I'm all for testers learning new skills and contributing to their teams and learning to at least not be intimidated by code can be very beneficial. I've even blogged about it's benefits... Despite all that, there are some fundamental issues with chasing these magical ponies.

You know what would make you a better tester? Be a developer...

The software industry values developers, end of story. The other roles exist in one form or another to either support/enable them or mitigate their potential shortcomings. The closer to that development core the more value you possess. Similarly the more understood your role is by development the easier it is to demonstrate value.

Many early test teams were completely segregated from their development teams. We all know the adversarial of relationship that this created between testers and developers. So testers are now playing catch up. We have the opportunity to show our value now that we are increasingly more tightly integrated with development teams but it's almost on an individual scale. One developer, one company at a time.

To bridge that gap we have companies seeking technical testers. It means they aren't quite comfortable adopting a dedicated testing role wholesale, instead they are choosing to have a test ambassador that speaks their preferred language and values.

It's A Scarlet Letter

So is a technical tester a tester first or developer first? Do want them to write automation code or just to be comfortable looking at pull requests to inform the testing they will be executing manually? We are painting with some pretty broad brush strokes with this categorization.

Regardless of where on the skill spectrum the technical tester falls they will be unfairly branded by both ends as an outsider. Are you a failed developer, seeking solace in the testing ranks? Are you trying to worm your way into the dev team through QA? If you can write good code why are you stuck in testing? You can't be that good if you had to be a tester first...

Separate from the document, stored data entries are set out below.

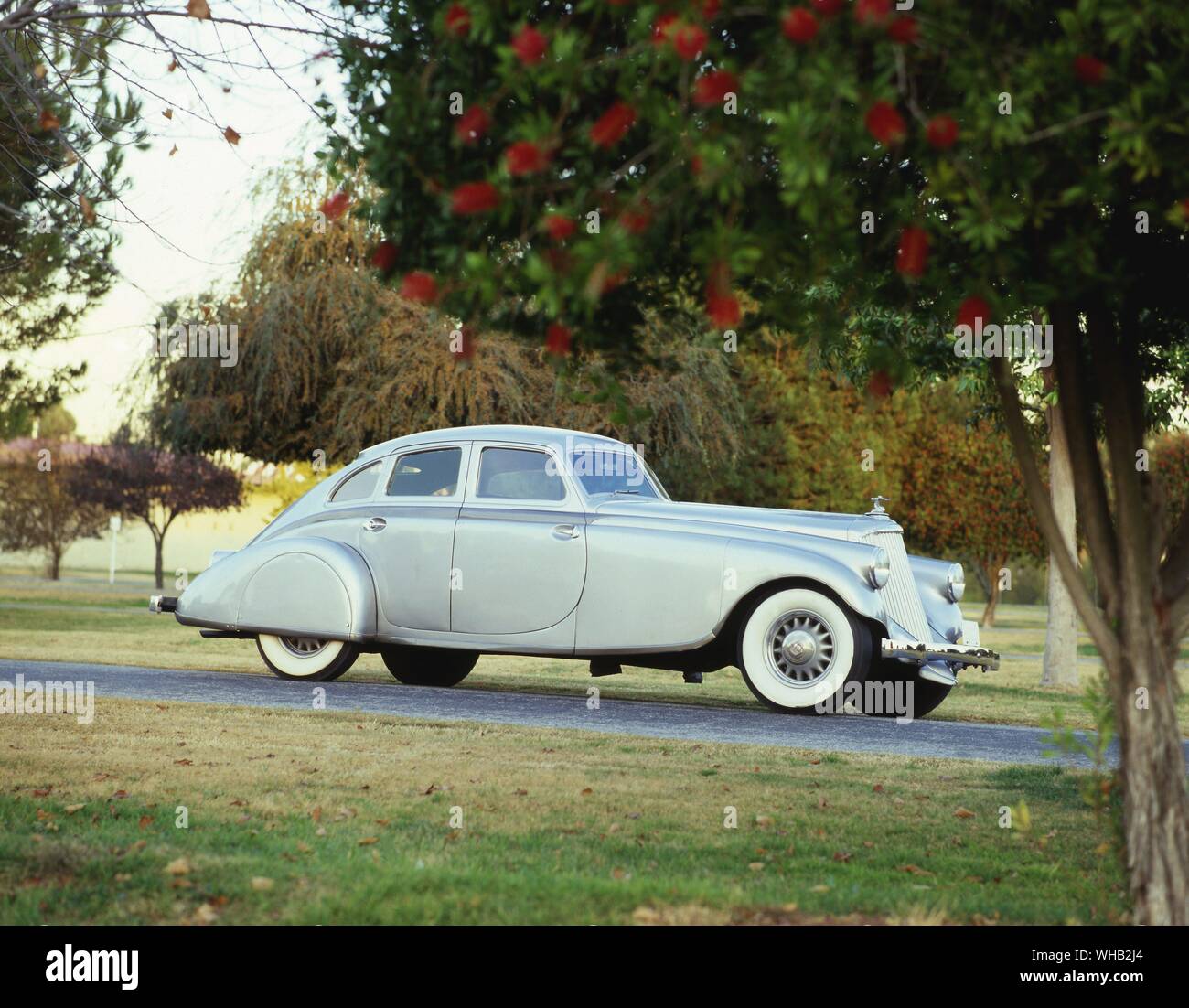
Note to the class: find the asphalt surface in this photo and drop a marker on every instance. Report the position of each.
(843, 734)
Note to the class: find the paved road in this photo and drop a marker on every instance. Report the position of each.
(963, 741)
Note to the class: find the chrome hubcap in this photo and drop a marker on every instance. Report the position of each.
(302, 647)
(799, 648)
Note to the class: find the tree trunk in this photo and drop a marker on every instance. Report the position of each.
(1152, 766)
(991, 582)
(158, 570)
(1061, 636)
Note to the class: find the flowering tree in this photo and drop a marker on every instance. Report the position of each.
(155, 487)
(555, 166)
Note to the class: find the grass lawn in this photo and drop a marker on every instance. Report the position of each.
(317, 818)
(84, 619)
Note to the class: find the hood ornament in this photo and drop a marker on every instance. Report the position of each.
(876, 507)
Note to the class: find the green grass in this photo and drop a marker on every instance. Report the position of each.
(317, 818)
(84, 619)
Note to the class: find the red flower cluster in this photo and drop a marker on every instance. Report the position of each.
(419, 286)
(613, 123)
(458, 20)
(472, 123)
(914, 252)
(474, 198)
(713, 87)
(530, 46)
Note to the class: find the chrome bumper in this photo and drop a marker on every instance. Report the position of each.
(162, 604)
(922, 653)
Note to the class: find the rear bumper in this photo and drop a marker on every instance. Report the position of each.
(162, 604)
(924, 653)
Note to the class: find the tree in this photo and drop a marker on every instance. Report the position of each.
(844, 146)
(155, 487)
(964, 496)
(333, 359)
(38, 507)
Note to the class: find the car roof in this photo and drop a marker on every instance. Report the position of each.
(555, 436)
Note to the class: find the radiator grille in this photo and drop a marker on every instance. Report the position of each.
(900, 592)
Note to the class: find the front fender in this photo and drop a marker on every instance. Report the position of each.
(836, 563)
(305, 585)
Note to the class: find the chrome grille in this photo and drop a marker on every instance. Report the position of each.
(900, 592)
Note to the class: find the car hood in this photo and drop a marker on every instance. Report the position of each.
(819, 523)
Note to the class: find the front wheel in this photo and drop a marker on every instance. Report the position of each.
(305, 658)
(798, 649)
(414, 666)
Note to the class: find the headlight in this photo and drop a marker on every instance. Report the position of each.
(880, 570)
(955, 583)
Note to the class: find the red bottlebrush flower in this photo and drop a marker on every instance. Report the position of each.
(635, 220)
(558, 339)
(904, 30)
(384, 257)
(1089, 70)
(799, 25)
(419, 286)
(872, 12)
(334, 207)
(526, 158)
(880, 384)
(884, 123)
(474, 198)
(662, 27)
(722, 306)
(971, 309)
(472, 123)
(713, 87)
(530, 46)
(914, 252)
(458, 20)
(689, 40)
(613, 123)
(942, 131)
(559, 227)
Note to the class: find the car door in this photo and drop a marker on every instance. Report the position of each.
(408, 536)
(520, 544)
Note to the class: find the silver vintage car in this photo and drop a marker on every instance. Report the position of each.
(438, 547)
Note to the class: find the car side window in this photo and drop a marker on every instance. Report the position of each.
(359, 487)
(519, 475)
(426, 473)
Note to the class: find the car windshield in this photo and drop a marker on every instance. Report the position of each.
(614, 471)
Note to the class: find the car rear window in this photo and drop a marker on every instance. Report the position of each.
(426, 473)
(519, 475)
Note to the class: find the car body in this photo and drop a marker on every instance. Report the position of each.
(438, 547)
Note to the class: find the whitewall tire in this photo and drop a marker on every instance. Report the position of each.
(305, 658)
(799, 648)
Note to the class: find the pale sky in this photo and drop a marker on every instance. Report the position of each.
(197, 199)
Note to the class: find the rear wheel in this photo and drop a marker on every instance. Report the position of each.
(305, 658)
(428, 666)
(798, 649)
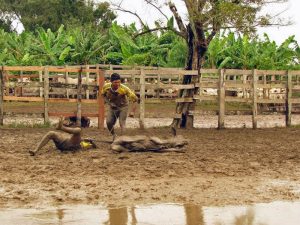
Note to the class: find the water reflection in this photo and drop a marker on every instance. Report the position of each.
(276, 213)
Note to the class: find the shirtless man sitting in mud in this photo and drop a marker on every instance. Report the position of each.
(63, 141)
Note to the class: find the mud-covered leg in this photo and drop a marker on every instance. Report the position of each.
(122, 118)
(52, 135)
(111, 119)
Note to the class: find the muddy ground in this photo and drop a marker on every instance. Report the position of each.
(218, 167)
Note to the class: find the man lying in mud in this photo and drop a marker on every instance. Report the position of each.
(144, 143)
(65, 142)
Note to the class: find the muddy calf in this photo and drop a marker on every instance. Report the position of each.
(144, 143)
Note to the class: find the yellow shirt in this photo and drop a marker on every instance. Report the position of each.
(119, 97)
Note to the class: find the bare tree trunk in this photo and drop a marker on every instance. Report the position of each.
(196, 52)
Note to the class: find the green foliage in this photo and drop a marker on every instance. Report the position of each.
(52, 13)
(241, 52)
(85, 45)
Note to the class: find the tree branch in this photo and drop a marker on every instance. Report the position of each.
(178, 19)
(155, 6)
(119, 8)
(160, 28)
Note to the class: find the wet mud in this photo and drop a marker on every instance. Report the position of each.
(218, 167)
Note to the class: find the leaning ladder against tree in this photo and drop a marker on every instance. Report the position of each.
(205, 19)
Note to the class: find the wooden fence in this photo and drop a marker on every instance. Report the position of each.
(248, 86)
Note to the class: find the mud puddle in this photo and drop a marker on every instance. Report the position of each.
(275, 213)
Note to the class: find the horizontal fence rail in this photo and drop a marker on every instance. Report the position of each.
(82, 84)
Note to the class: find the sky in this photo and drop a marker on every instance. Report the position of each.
(278, 34)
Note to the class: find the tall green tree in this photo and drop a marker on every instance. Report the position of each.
(206, 18)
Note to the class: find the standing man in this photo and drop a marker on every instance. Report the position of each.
(116, 95)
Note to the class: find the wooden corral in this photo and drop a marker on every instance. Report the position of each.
(82, 84)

It's not like if you didn't have the chops you couldn't overcome that bias, but why bother? It's not like the career path for testers is laid with gold. You have to be passionate enough about testing and development to essentially make that your specialty. Otherwise it's an intermediate role where people pass through on their way to other roles.

A Non-Technical Tester?

Would you apply for a job with a title like that? It sounds a lot like unskilled labor. Have you seen the people that describe themselves as non-technical actually try to use technology? What they actually mean is that they are technology averse. This type of person would have panic attacks every day if they had to not just begrudgingly use but investigate and try to understand software. Granted many testers enter this field with little explicit testing experience, it doesn't mean what they will do on the job is not technical. Just because it's not code doesn't mean it's not technical.

Isn't Testing Good Enough?

For whatever reason to many it's not, they just can't see the value there. There is so much baggage and negativity associated with dedicated test teams that the only way to make testers acceptable is to imbue them with mystical powers to overcome the history. It's not that the powers are bad, it's just a shame that the industry can't accept that there is value to dedicated testers and that code can't solve all problems.